Between 1864 and 1866, soldiers forced tens of thousands of men, women and children along the so-called “Long Walk,” nearly 500 kilometers from their homeland in Arizona to the Bosque Redondo in eastern New Mexico. Today, a memorial marks the site, and the National Endowment for the Humanities (NEH) has announced a $150,000 grant to help New Mexico and the Navajo and Mescalero Apache Nations develop a permanent exhibit and educational programs at the memorial.

“This grant will provide matched funds for site programming for the next four years,” said Patrick Moore, director of New Mexico Historic Sites. In an emailed statement, he listed a variety of planned events, including lectures, tribal youth and elder gatherings, film showings, and a 150th anniversary commemorative “run/walk/horseback ride/motorcycle rally,” honoring the 1868 treaty between the U.S. and the Navajo Nation.

“The broad array of partners and the vast geography across which the proposed activities are planned provide an opportunity to reach a multitude of audiences,” Moore said. “For example, the organization of a horseback ride from Bosque Redondo to Window Rock is an activity that could link local Anglo ranchers and Navajo participants–parties with shared horse culture bonds that would never have otherwise interacted.”

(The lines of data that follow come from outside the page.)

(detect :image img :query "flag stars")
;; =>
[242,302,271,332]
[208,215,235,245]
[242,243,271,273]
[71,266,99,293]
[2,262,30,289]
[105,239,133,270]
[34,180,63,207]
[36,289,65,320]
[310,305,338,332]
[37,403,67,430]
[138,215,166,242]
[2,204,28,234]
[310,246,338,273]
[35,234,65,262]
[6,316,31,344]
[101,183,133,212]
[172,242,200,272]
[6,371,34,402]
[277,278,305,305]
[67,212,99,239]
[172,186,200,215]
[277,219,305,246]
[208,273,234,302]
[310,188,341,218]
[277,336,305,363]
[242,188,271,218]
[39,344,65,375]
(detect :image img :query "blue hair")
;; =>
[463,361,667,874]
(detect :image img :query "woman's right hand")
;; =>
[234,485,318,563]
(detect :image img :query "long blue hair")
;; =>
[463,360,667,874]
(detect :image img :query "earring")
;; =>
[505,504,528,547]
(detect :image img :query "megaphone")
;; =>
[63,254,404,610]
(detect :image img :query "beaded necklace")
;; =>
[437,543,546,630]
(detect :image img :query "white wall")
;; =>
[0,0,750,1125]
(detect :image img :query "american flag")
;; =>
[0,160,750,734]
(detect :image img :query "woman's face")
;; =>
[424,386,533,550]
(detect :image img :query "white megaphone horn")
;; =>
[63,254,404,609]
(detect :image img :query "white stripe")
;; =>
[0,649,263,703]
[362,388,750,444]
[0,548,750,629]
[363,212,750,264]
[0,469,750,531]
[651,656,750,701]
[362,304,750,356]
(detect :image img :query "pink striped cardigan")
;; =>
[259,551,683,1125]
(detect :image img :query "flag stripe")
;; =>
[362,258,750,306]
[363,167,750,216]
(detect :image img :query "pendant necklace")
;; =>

Hopefully, he said, these programs can help shift perspectives on both sides.

Funding cultural preservation

That grant is one of a dozen NEH announced last week which will fund efforts to preserve Native American culture and history across the country.

Maryland’s St. Mary’s College will receive one of the larger grants, $240,000, to support its research into the Rappahannock people, who flourished in Virginia before the arrival of British explorers in the 15th century.

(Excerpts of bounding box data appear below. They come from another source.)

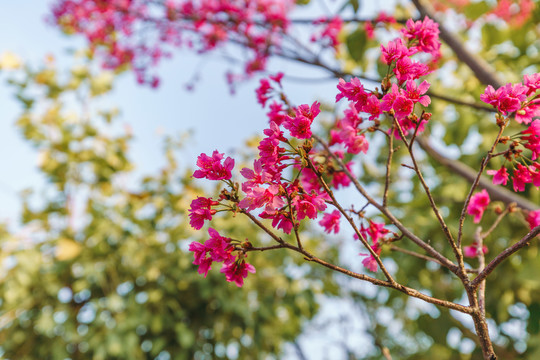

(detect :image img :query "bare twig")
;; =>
[394,117,469,278]
[457,123,506,247]
[412,0,503,88]
[389,245,478,274]
[305,156,396,284]
[313,135,458,274]
[383,135,394,207]
[416,136,540,211]
[471,225,540,287]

The college was earlier contracted to reconstruct the “indigenous cultural landscape” of Virginia’s Rappahannock River valley. Using the U.S. Geological Survey’s Geographic Information Systems Data, anthropologists dispelled previously-held notions about the Rappahannock people.

“It was commonly accepted that the Rappahannock moved to this area to distance themselves from the more powerful Powhatan people,” said Julia King, a professor of anthropology at St. Mary’s. “As we came to the end of the study, it became clear that this was the area where tribal groups who wanted to get away from the Europeans in the 17th century went.”

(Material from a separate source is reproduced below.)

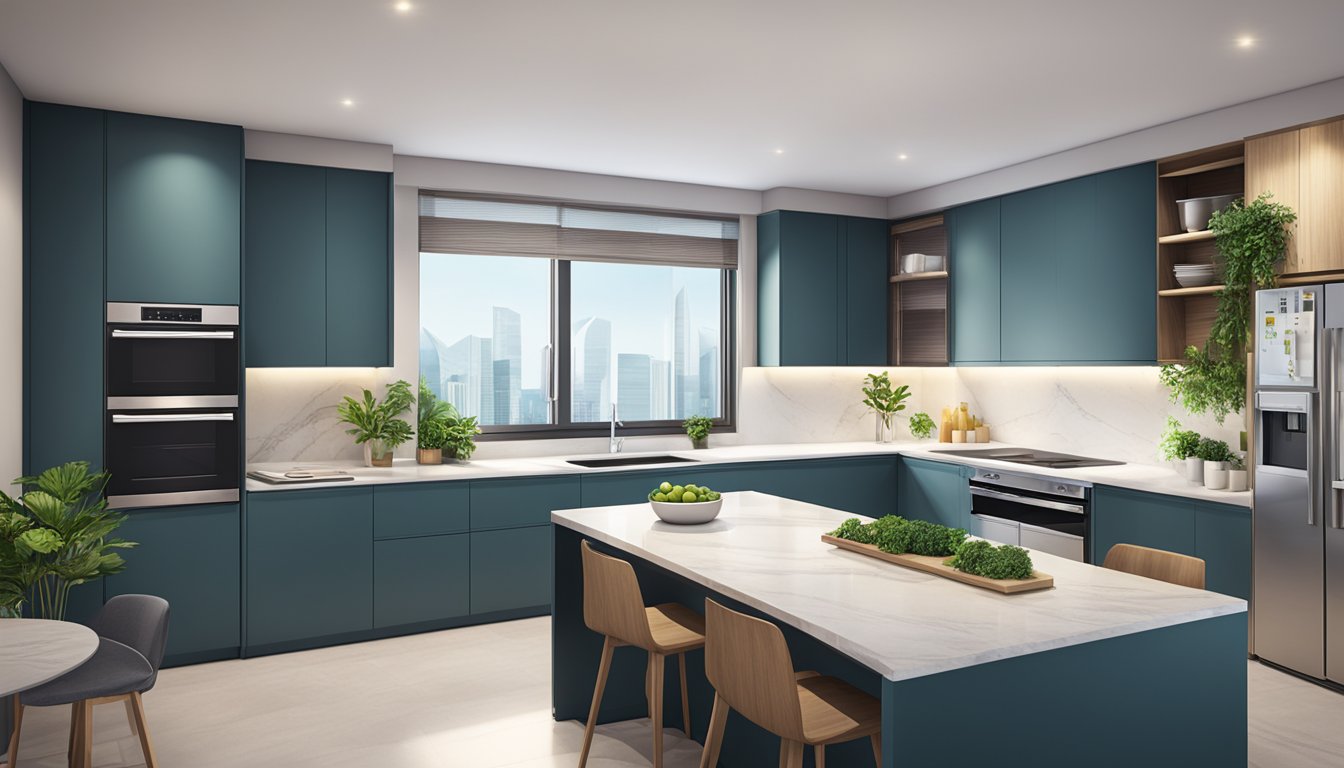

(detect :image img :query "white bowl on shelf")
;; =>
[649,496,723,526]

The NEH grant will allow the team to continue its research, develop a detailed cultural history of Rappahannock River groups, identify Rappahannock villages and connect them to contemporary locations, excavate sites and work with the modern Rappahannock tribe to create an oral history.

Saving language

NEH also announced a three-year partnership with First Nations Development Institute to help revitalize Native American languages through language-immersion education programs in a dozen tribal communities. Language loss, a global phenomenon, is particularly acute in North America. Prior to contact with Europeans, hundreds of languages were spoken north of present-day Mexico. Today, only around 150 languages are still spoken, in some cases, only by the elderly, and are in danger of being lost.

“Language is highly important to Indian culture and identity,” said First Nations president Michael Roberts. “When you’re talking about indigenous languages, you’re talking about languages that have been around for thousands of years, and so in the sense of indigenous knowledge and history and even things as seemingly unrelated as changing climate and the knowledge of how to survive those climatic changes, all of these things are embedded in language.”

Proposed shutdown

The National Endowment for the Humanities is an independent federal agency created in 1965 to fund research, educational and humanities programs across the country. The grants announced August 2 are the last it will give out for fiscal year 2017, and, if the White House proposed 2018 budget passes, its last ever.

The Trump Administration has called for eliminating the NEH and other cultural agencies entirely. Its FY 2018 budget, released in May, requests about $42 million to cover administrative expenses and salaries associated with shutting the agency down by October 1, when the new fiscal year begins—which, in Julia King’s opinion, would be a tragedy.

“The NEH contributes enormously to what we might call quality of life issues–who are we, as Americans, where we came from,” she said. But she is optimistic the agency will survive. “This is not the first time the NEH has been targeted. Sometimes they emerge bruised, but they always emerge intact.”

For his part, FNDI’s Roberts stressed the importance of continued government funding for Native American cultural projects.

“The U.S. spent a lot of money on the destruction of Native culture and languages,” he pointed out, “so to put a little bit put back into the restoration is a start.”